Так что я вручил меднику восемь фунтов стерлингов, которые составляли половину суммы, любезно им предоставленной мне для моей свадьбы, и сразу же ушел, благословляя добряка, открывшего мне глаза на мои обстоятельства, и проклиная злосчастную судьбу, из-за которой на моем лазурном небосводе собрались грозовые тучи ближайшего будущего.
Путешествие мое было невеселым.
Просто невероятно, как предстает перед нашим взором природа – то в золотом сиянии нашего воображения, то под траурной вуалью нашего страдающего сердца.
И правда, весь день был сумрачным.
В нашей Англии, где облака катятся над головами, подобно волнам в океане, бывают летние дни, когда, кажется, в воздухе проносятся посланцы зимы или осени.
Однако к семи часам вечера небосвод слегка прояснился и на закатном горизонте остались только облака, громоздящиеся, словно горы в Тироле, Тироль – историческая область в Альпах; по Сен-Жерменскому мирному договору 1919 г., одному из закончивших Первую мировую войну, разделена между Австрией и Италией.
и посреди этих гор, голубые вершины которых оно украсило золотой и пурпурной каймой, солнце клонилось все ниже, но не как победитель, вознамерившийся прилечь и отдохнуть, чтобы на следующий день явиться вновь еще более блистательным, а как побежденный, который падает, чтобы уснуть вечным сном.
На востоке, наоборот, небо время от времени раскалывалось, пропуская ночную беззвучную вспышку; и каждый раз это походило на глаз спящего гиганта – глаз, который, приоткрываясь, бросал на мир мгновенный слепящий взгляд.
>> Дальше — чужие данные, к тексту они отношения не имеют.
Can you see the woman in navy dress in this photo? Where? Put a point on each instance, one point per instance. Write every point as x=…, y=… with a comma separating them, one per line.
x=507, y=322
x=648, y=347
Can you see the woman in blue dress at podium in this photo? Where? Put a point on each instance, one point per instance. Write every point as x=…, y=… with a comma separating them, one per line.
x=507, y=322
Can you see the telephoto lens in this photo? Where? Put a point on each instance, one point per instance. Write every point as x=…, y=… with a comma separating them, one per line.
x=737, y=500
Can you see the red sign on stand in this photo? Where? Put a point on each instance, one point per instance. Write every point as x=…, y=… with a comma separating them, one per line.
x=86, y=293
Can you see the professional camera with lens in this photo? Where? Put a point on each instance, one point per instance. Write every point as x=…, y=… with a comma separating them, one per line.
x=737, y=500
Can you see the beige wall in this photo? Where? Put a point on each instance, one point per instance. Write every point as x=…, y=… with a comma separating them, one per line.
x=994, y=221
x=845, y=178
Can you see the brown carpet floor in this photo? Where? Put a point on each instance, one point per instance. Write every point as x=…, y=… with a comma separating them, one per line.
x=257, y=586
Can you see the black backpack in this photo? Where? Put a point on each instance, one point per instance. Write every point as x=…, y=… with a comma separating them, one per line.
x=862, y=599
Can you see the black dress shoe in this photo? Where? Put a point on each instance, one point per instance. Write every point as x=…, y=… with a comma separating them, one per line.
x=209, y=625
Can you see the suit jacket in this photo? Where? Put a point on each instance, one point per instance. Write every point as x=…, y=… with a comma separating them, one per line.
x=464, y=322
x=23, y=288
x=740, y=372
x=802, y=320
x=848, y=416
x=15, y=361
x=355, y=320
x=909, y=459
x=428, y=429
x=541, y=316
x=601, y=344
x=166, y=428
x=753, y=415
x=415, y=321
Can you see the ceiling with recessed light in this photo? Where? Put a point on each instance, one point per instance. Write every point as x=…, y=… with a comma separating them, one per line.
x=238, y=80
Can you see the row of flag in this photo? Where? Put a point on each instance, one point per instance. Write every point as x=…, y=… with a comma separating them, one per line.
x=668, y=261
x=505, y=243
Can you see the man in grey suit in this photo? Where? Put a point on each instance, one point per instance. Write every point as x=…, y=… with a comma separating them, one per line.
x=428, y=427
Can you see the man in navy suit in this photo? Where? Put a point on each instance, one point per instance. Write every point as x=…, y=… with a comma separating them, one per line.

Как в том прекрасном стихотворении Томаса Грея, которое прочла мне Дженни, печаль сумерек усугублялась звяканьем колокольчиков коровьего стада, ведомого пастухом в хлев, и еще более грустным звоном колоколов церквей – этих овчарен многочисленного человеческого стада, ведомого молитвой ко Всевышнему.
Вся эта природа, которую во время моих предыдущих путешествий я видел столь оживленной и радостной, теперь показалась мне погрустневшей и чахнущей.
И по какой же причине?
Дорогой мой Петрус, только полюбуйтесь, какое влияние может оказать и на физическое и на душевное состояние человека наличие или отсутствие нескольких блестящих кружочков из желтого металла.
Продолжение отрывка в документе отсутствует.